Figure 12 illustrates the centerline velocity distribution within the tunnel at a fan airflow rate of 270,000 m3/s under Scenario 2, focusing on different fan inclined angles downstream of the fire source. By comparing and analyzing the centerline velocity at various cross-sections downstream of the fire source, we can further explore the impact of mobile fan positions on the longitudinal temperature distribution within the tunnel. When the fan is located 50 m from the fire source, as the distance increases, the centerline velocity within the tunnel gradually stabilizes. However, higher wind speeds are observed at the top of the tunnel section; this phenomenon is attributed to the arc-shaped physical model used in this study, where the airflow flows along the arc at the tunnel’s top, and centrifugal force causes the fluid to move outward, leading to a decrease in airflow pressure at the top, resulting in an increase in wind speed. As shown in Figure 12b, when the fan inclined angle is set to 5 degrees, higher wind speeds are observed in the top of the tunnel close to the fire source, which helps lower the ceiling temperature downstream; this can be confirmed by Figure 8c.

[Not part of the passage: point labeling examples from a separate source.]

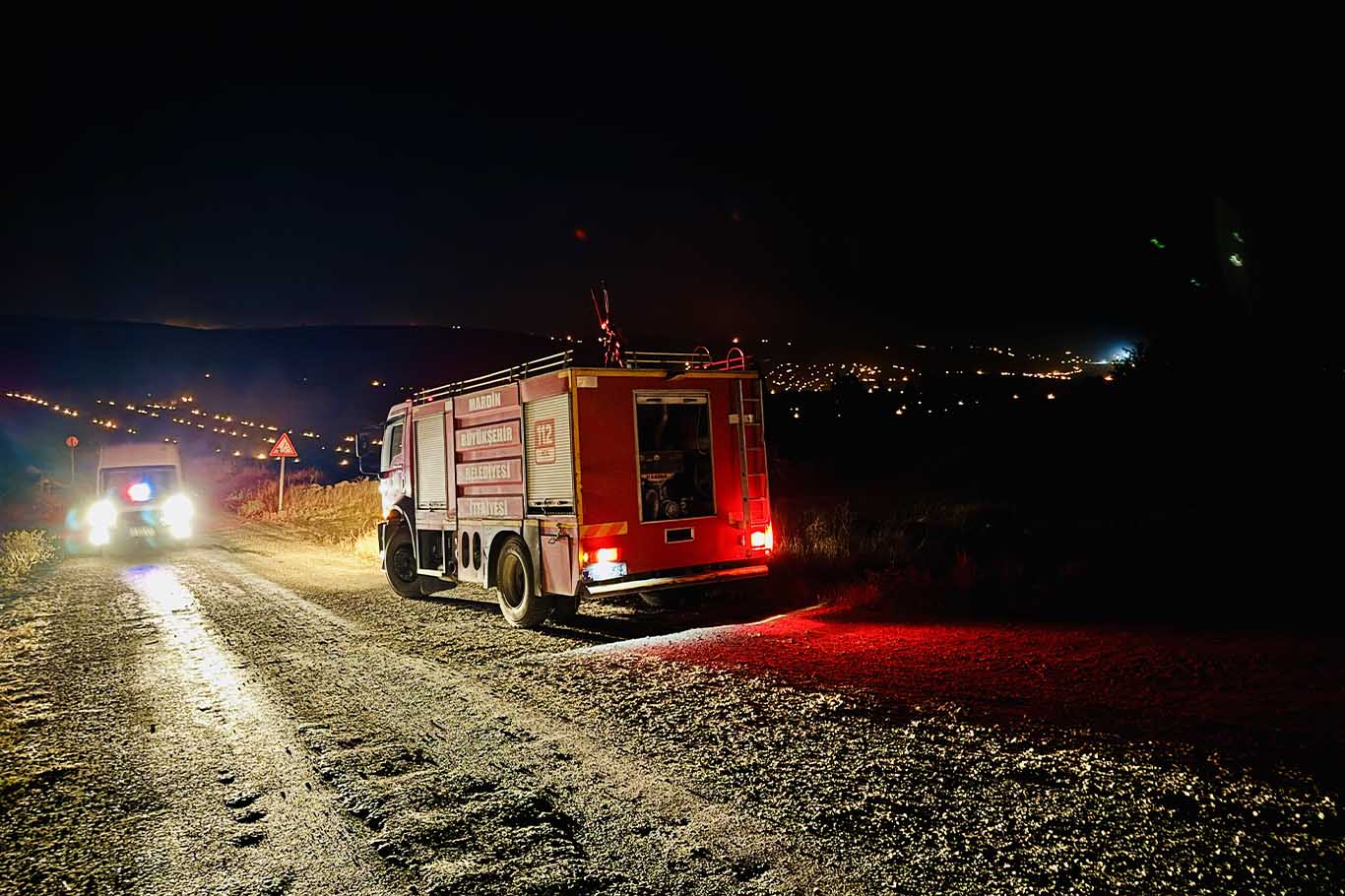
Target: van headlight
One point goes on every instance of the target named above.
(177, 511)
(102, 516)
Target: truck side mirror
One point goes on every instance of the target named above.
(360, 445)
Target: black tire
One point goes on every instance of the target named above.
(566, 607)
(514, 580)
(400, 564)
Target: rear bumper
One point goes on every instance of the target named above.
(660, 581)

3.3. Analysis of the Thermal Back-Layering Length

The primary function of the fan is to accelerate air movement, thereby preventing smoke backflow. Therefore, during the smoke exhaust process, we should focus more on the state of smoke backflow. Figure 13 shows a schematic diagram of smoke movement under longitudinal ventilation. After rising due to thermal buoyancy and impacting the ceiling, the smoke will spread longitudinally along the tunnel. The movement of smoke upstream of the tunnel will be suppressed by the longitudinal airflow from the fan. Since the kinetic energy provided by the constant heat release rate is fixed, part of the kinetic energy of the smoke will be converted into frictional work and dissipated during movement [32]. When the dynamic force of the smoke flow balances with the ventilation static pressure, the reverse flow of smoke stops, and the distance from the smoke front to the fire source is referred to as the back-layering length.
A common method used in numerical simulations to determine the smoke back-layering length is the ceiling temperature tracking method. Minehiro et al. proposed that the distance from the location where the temperature increases by 5 K upstream to the fire source is the smoke back-layering length [33]. When the fan airflow volumes are 210,000 m3/h and 300,000 m3/h, the back-layering lengths measured using the temperature tracking method are 28.5 m and 12.5 m, respectively, as shown in Figure 14.

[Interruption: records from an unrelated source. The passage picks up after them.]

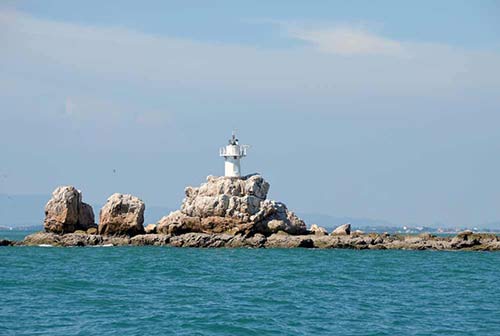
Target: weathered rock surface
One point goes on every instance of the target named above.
(483, 242)
(344, 229)
(228, 205)
(150, 228)
(122, 215)
(318, 230)
(65, 212)
(6, 242)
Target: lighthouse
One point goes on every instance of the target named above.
(232, 153)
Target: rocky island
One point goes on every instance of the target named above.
(222, 212)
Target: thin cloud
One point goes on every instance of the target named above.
(348, 41)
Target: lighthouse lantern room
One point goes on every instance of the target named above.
(232, 153)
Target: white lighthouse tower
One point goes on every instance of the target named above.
(232, 153)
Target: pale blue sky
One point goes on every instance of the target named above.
(380, 109)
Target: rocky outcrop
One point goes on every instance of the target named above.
(65, 212)
(318, 230)
(231, 205)
(122, 215)
(342, 230)
(150, 228)
(372, 241)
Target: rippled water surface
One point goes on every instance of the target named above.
(161, 291)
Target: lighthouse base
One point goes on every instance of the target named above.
(232, 167)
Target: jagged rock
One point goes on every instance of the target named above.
(150, 239)
(65, 212)
(199, 240)
(92, 230)
(6, 242)
(150, 229)
(42, 238)
(344, 229)
(122, 215)
(256, 241)
(231, 205)
(465, 239)
(177, 223)
(318, 230)
(288, 241)
(482, 242)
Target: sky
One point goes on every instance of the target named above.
(376, 109)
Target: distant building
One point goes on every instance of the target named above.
(232, 153)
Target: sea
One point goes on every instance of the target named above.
(184, 291)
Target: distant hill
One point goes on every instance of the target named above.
(331, 222)
(28, 211)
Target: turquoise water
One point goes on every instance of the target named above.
(162, 291)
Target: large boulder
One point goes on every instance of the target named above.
(342, 230)
(65, 212)
(122, 215)
(318, 230)
(231, 205)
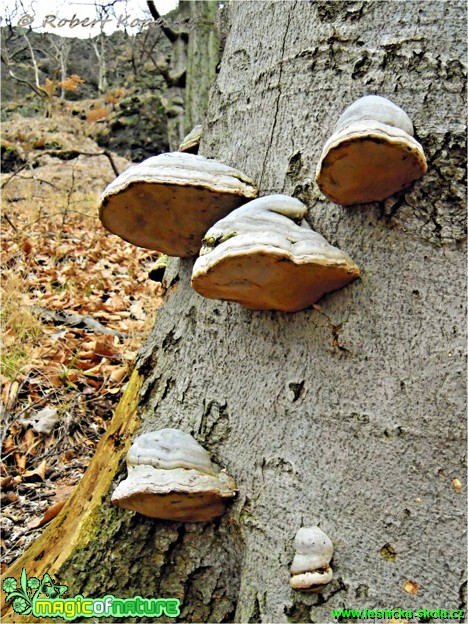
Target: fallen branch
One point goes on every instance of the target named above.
(73, 153)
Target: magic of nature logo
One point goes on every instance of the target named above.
(43, 598)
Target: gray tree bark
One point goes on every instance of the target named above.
(352, 415)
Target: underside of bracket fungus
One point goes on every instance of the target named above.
(265, 256)
(371, 155)
(310, 569)
(168, 202)
(171, 477)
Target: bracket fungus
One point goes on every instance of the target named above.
(168, 202)
(371, 155)
(310, 569)
(265, 256)
(171, 477)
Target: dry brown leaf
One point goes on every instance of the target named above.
(118, 375)
(10, 394)
(36, 474)
(6, 482)
(20, 461)
(29, 440)
(9, 446)
(49, 515)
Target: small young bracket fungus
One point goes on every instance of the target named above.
(265, 256)
(310, 569)
(371, 155)
(168, 202)
(170, 476)
(191, 142)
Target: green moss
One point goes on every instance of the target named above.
(388, 553)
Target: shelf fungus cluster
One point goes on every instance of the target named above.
(310, 569)
(168, 202)
(171, 477)
(371, 155)
(265, 256)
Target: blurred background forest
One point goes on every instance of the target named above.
(76, 300)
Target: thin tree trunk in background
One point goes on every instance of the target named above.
(202, 59)
(352, 415)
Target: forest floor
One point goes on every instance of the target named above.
(76, 305)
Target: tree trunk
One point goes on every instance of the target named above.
(351, 415)
(202, 59)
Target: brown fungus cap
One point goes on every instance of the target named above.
(171, 477)
(168, 202)
(371, 155)
(265, 256)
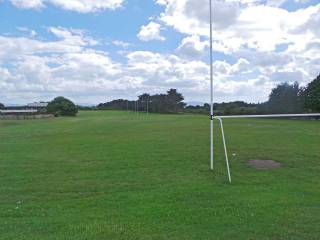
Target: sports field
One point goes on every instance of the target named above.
(114, 175)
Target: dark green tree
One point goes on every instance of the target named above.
(175, 101)
(284, 98)
(311, 96)
(61, 106)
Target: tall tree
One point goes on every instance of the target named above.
(284, 98)
(61, 106)
(174, 101)
(311, 95)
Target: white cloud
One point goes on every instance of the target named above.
(150, 32)
(192, 47)
(28, 3)
(82, 6)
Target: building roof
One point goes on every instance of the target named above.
(18, 111)
(38, 104)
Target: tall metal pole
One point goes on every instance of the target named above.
(211, 91)
(147, 106)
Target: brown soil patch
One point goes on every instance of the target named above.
(264, 164)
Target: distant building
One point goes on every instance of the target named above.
(18, 112)
(37, 105)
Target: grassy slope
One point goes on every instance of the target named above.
(110, 175)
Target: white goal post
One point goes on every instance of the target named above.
(220, 119)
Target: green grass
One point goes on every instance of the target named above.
(112, 175)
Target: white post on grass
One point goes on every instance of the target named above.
(211, 90)
(220, 118)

As shown in Figure 15, we selected two fan airflow values the same as in Section 3.2, one below the critical airflow and one above it, to explore the influence of different fan inclined angles on the back-layering length. We observed that under both airflow volumes, different fan inclined angles significantly affected the backflow of smoke. An inclined angle of 0 degrees shows the weakest suppression effect on smoke, with a back-layering length of 50 m, even when the airflow volumes reaches 300,000 m3/h. The distance of the fan from the fire source seems to have little effect on the back-layering length, although we only examined two distances in this study. When the airflow volume is below the critical volume, the back-layering length decreases with increasing inclined angles, at an inclined angle of 10 degrees, the back-layering length is the shortest, and further increasing the angle results in minimal change in the back-layering length. When the fan airflow exceeds the critical airflow, the shortest back-layering length of the smoke occurs at an inclined angle of 5 degrees, even reaching negative values. This indicates that a reasonable fan inclined angle should be selected according to different fan airflow volumes.

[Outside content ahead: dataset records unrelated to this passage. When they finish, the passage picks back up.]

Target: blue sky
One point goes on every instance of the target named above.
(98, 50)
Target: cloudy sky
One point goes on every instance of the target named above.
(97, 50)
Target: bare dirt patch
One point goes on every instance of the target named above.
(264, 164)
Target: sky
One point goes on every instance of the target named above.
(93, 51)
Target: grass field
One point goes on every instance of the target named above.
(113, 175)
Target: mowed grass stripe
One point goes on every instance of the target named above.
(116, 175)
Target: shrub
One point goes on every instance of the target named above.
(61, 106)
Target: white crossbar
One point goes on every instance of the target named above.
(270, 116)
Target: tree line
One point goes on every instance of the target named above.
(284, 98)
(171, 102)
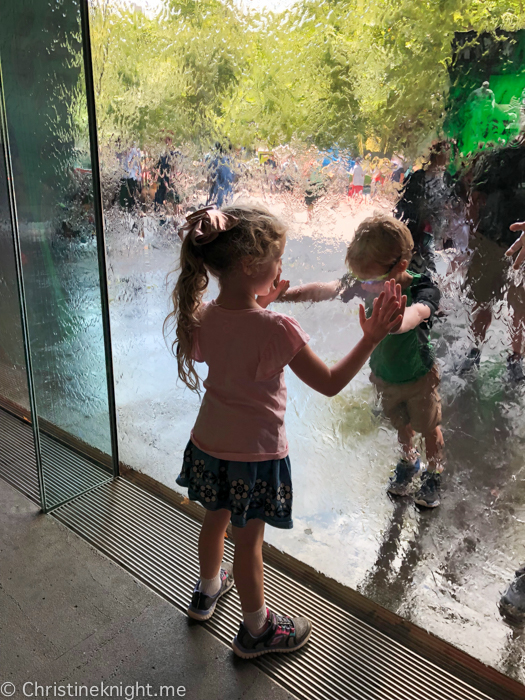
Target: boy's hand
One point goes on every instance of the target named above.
(402, 300)
(387, 314)
(518, 245)
(279, 288)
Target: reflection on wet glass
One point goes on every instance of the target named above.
(13, 379)
(49, 145)
(329, 120)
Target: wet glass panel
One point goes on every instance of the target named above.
(41, 51)
(329, 114)
(13, 378)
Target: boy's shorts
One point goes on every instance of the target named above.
(416, 403)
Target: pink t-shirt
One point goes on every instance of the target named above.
(242, 412)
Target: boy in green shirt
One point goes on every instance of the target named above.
(403, 366)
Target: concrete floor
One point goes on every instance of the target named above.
(70, 615)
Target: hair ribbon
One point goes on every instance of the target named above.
(204, 225)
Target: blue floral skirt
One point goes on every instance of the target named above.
(247, 489)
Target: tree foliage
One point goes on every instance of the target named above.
(339, 72)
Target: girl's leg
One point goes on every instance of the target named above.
(248, 565)
(434, 448)
(211, 542)
(405, 435)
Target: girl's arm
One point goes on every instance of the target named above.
(387, 313)
(413, 316)
(315, 291)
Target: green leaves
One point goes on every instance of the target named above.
(332, 73)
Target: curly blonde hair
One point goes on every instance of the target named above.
(256, 237)
(380, 240)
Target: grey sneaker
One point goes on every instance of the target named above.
(512, 602)
(428, 494)
(283, 635)
(202, 606)
(401, 483)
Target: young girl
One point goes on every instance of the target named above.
(236, 463)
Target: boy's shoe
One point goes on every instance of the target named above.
(284, 634)
(402, 482)
(428, 494)
(202, 606)
(512, 602)
(515, 368)
(470, 362)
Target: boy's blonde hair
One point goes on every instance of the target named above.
(379, 240)
(257, 237)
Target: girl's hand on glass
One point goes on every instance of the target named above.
(279, 288)
(387, 313)
(519, 245)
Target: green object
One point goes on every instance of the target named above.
(399, 359)
(487, 92)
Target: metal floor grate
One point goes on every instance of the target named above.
(346, 659)
(17, 455)
(66, 473)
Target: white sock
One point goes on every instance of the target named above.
(256, 622)
(210, 586)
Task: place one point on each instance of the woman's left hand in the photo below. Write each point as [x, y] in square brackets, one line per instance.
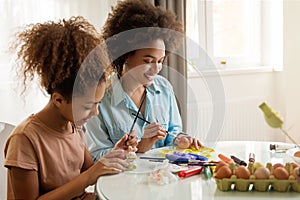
[128, 142]
[186, 141]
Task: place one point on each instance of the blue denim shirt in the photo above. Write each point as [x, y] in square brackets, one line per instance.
[115, 116]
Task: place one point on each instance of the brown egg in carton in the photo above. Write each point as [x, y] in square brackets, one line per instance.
[234, 182]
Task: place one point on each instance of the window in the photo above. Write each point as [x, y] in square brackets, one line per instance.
[235, 34]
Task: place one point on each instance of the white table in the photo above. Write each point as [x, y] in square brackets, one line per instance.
[136, 186]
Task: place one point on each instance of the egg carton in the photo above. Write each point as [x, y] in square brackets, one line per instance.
[261, 185]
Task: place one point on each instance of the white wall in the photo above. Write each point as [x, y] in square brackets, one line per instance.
[281, 90]
[243, 119]
[292, 65]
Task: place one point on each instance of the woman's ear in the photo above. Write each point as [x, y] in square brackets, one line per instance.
[57, 99]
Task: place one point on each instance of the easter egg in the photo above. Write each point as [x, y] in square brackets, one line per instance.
[277, 165]
[281, 173]
[220, 164]
[223, 172]
[184, 143]
[262, 173]
[242, 172]
[297, 154]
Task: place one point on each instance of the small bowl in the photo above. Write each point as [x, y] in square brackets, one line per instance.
[291, 153]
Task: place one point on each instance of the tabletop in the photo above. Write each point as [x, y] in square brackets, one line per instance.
[135, 184]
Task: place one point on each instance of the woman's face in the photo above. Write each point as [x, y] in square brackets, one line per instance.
[82, 108]
[145, 64]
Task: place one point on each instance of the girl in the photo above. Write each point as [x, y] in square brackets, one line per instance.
[45, 155]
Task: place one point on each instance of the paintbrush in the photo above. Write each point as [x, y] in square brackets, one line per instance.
[141, 118]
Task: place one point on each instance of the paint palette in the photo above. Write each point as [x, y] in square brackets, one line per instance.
[262, 185]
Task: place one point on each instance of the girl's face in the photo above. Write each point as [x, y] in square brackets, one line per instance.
[145, 64]
[82, 108]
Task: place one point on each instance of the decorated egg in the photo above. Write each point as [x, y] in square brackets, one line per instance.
[277, 165]
[297, 154]
[242, 172]
[223, 172]
[262, 173]
[281, 173]
[184, 143]
[220, 164]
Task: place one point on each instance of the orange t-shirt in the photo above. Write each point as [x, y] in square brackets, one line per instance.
[58, 158]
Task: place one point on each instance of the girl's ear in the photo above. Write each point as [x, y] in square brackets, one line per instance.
[57, 99]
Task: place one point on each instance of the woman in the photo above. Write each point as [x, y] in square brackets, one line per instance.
[46, 157]
[139, 38]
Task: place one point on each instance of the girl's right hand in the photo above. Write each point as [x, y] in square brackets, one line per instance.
[154, 132]
[115, 159]
[112, 163]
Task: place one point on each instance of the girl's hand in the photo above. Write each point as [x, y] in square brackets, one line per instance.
[152, 133]
[115, 159]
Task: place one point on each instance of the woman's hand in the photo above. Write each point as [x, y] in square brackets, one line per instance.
[152, 133]
[128, 142]
[186, 141]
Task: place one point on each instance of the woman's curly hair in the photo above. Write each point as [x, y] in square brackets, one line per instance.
[133, 23]
[55, 52]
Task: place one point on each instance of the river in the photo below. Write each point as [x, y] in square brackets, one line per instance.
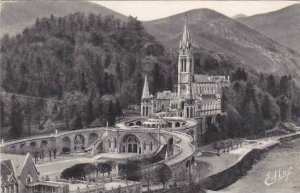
[285, 158]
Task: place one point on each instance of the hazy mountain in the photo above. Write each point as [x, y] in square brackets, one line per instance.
[229, 39]
[15, 16]
[239, 16]
[282, 26]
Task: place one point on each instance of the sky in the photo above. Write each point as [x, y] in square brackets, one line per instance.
[150, 10]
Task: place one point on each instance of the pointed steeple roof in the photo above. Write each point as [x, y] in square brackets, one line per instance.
[146, 93]
[186, 39]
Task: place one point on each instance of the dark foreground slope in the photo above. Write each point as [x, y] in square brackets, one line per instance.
[15, 16]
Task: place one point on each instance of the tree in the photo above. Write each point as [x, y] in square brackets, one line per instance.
[104, 167]
[158, 79]
[83, 83]
[284, 106]
[89, 112]
[163, 173]
[239, 74]
[28, 115]
[130, 171]
[266, 108]
[2, 115]
[272, 87]
[16, 118]
[110, 115]
[78, 122]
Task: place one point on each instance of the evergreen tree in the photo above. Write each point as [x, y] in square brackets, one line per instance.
[284, 106]
[110, 114]
[119, 74]
[118, 109]
[89, 112]
[16, 119]
[78, 122]
[272, 87]
[266, 108]
[2, 115]
[83, 83]
[9, 78]
[158, 83]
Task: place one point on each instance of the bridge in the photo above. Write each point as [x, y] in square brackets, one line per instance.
[127, 138]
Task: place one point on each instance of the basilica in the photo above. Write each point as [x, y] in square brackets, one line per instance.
[195, 96]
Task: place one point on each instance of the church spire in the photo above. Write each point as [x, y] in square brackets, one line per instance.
[186, 39]
[146, 93]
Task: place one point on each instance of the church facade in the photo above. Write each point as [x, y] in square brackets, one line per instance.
[196, 95]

In practical engineering applications, the rapid control of smoke spread is crucial. When the fan airflow volume is 300,000 m3/h and the fan is 40 m away from the fire source, we observe a significant decrease in the smoke back-layering length when the fan inclined angle increases from horizontal to 5 degrees, dropping from 46 m to −3 m. As the inclined angle increased further, the smoke back-layering length also increased. At the critical airflow volume, an inclined angle of 5 degrees shows the most effective control of smoke. Increasing the angle beyond this point results in an increase in the back-layering length. “Fan 40” means the distance between the fire source and movable fan is 40 m. For the “Fan 50” condition, increasing the inclined angle from 5 degrees to 20 degrees led to an increase in the back-layering length from −2 m to 13 m, indicating a noticeable difference. At an inclined angle of 20 degrees, the distance of the fan from the fire source also significantly influences the smoke back-layering length; specifically, under “Fan 50” conditions, the back-layering length increases by 12 m compared to “Fan 40”. In conclusion, at the critical airflow volume, a fan inclined angle of 5° demonstrates the optimal control of smoke.
Figure 16 shows the change in the back-layering length of smoke under two fan inclined angles. When the heat release rate of the fire in the tunnel remains constant, it means that the total amount of smoke generated by the combustion and the kinetic energy driving the spread of smoke are fixed. Consequently, in the absence of longitudinal airflow, the velocity of smoke reverse flow remains constant. As the ventilation speed inside the tunnel increases, the resistance of longitudinal airflow to smoke also increases, leading to a more pronounced inhibition effect on smoke reverse flow. Therefore, for both “Fan 40” and “Fan 50” conditions, we observed a significant decrease in the back-layering length with increasing tunnel airflow volumes, but this decrease was more pronounced when the inclined angle was 5 degrees. At lower airflow volumes, an inclined angle of 10 degrees appeared to have a better smoke suppression effect, with the back-layering length almost half of that of 5 degrees. As the airflow volume increased, this “difference” gradually diminished, and eventually, the back-layering length at 5 degrees became even shorter than that at 10 degrees. Based on the analysis above, we can provide some recommendations for smoke control using mobile fans in tunnel fire scenarios: when a fire occurs in the tunnel, activating mobile fans and dynamically adjusting the fan inclined angle as the exhaust air volume increases will yield better control effects.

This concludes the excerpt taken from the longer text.